A cet égard, il faut relever que les coupures de presse annonçant que l'intimée séparait ses activités de recherches sont postérieures (novembre 2002) au départ de l'appelant de chez E__________ (décembre 2001) et qu'il ne peut être tenu compte à cet égard du témoignage de D_________ en tant qu'il indique que T_________ était « du côté acheteur » chez son nouvel employeur F_________, ce qui était « complètement entièrement différent », l’intéressé ne travaillant pas ou n’ayant pas travaillé pour F_________ et ne pouvant, dès lors, que témoigner indirectement au sujet des activités concrètement exercée par l'appelant chez de son nouvel employeur.
Enfin, peu importe la dénomination du département auquel l'appelant est rattaché ou la dénomination de son activité, seule comptant la nature réelle de son activité.
Dès lors qu'il exerce chez son nouvel employeur également une activité d'analyste financier, celle-ci entre en concurrence avec l’activité de même nature à laquelle il se livrait chez E__________, de sorte que l'appelant ne remplit pas la condition d'octroi du bonus différé.
T________ doit ainsi être débouté de ses conclusions sur ce point.

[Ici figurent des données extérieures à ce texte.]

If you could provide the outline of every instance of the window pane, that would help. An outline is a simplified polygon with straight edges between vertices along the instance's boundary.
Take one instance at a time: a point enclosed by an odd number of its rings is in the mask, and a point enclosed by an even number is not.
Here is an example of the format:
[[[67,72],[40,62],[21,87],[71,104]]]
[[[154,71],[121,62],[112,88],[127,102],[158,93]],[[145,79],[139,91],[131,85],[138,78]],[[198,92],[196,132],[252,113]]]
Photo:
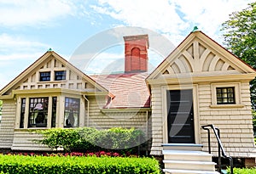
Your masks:
[[[56,126],[57,97],[52,98],[51,127]]]
[[[25,108],[26,108],[26,98],[21,98],[20,128],[24,128]]]
[[[64,81],[64,80],[66,80],[66,70],[55,72],[55,81]]]
[[[28,127],[46,127],[48,98],[30,98]]]
[[[235,101],[235,87],[217,87],[217,104],[236,104]]]
[[[64,127],[78,127],[79,122],[80,99],[66,98]]]
[[[50,71],[40,72],[40,81],[50,81]]]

2.5. Enfin, l'appelant réclame la partie différée de son bonus afférent à l'année 2001.
Selon l'art. 17 des "Principes généraux de rémunération des collaborateurs du secteur des ventes institutionnelles" précité, le collaborateur qui a donné son congé ou qui a été licencié n'a pas droit au bonus pour l'année en cours.
Dès lors qu’il a résilié son contrat en 2001, l’appelant n'a pas droit à un bonus pour cette année-là, de sorte qu’il ne peut pas non plus prétendre avoir droit à la perception de sa partie différée.
En conséquence, l'appelant sera également débouté de ses prétentions sur ce point.
T______________, qui réclamait en appel la somme de fr. 1'194'589.35 ainsi qu'un montant indéterminé correspondant au bonus différé afférent à l'année 2001, que le Tribunal ne lui avait pas octroyés, n'obtient, en définitive, satisfaction qu’à hauteur de fr. 533'015.70. Dès lors, il apparaît que ses conclusions étaient exagérées et que cet excès a porté à conséquence sur l'émolument de mise au rôle de fr. 8'000.- qu'il a payé (art. 176 al. 2 LPC, applicable par renvoi de l’art. 11 LJP), de sorte qu'il se justifie qu'il supporte la moitié dudit émolument, le solde étant mis à la charge de sa partie adverse.
PAR CES MOTIFS
La Cour d'appel des prud'hommes, groupe 4,
A la forme :
Reçoit l'appel interjeté par T______________ contre le jugement du Tribunal des prud'hommes du 2 avril 2004 rendu en la cause n° C/161/2003-4.
Au fond :
Et statuant à nouveau :
Condamne E________ à verser à T________ la somme de fr. 533'015.70, avec intérêts dès le 1er janvier 2002.
Invite la partie qui en a la charge à opérer les déductions sociales et légales usuelles.
Var 1
Var 3
Condamne E__________ à verser à T_________ la moitié de l'émolument d'appel dont celui-ci s'est acquitté, soit la somme de fr. 4'000.-.
Déboute les parties de toutes autres conclusions.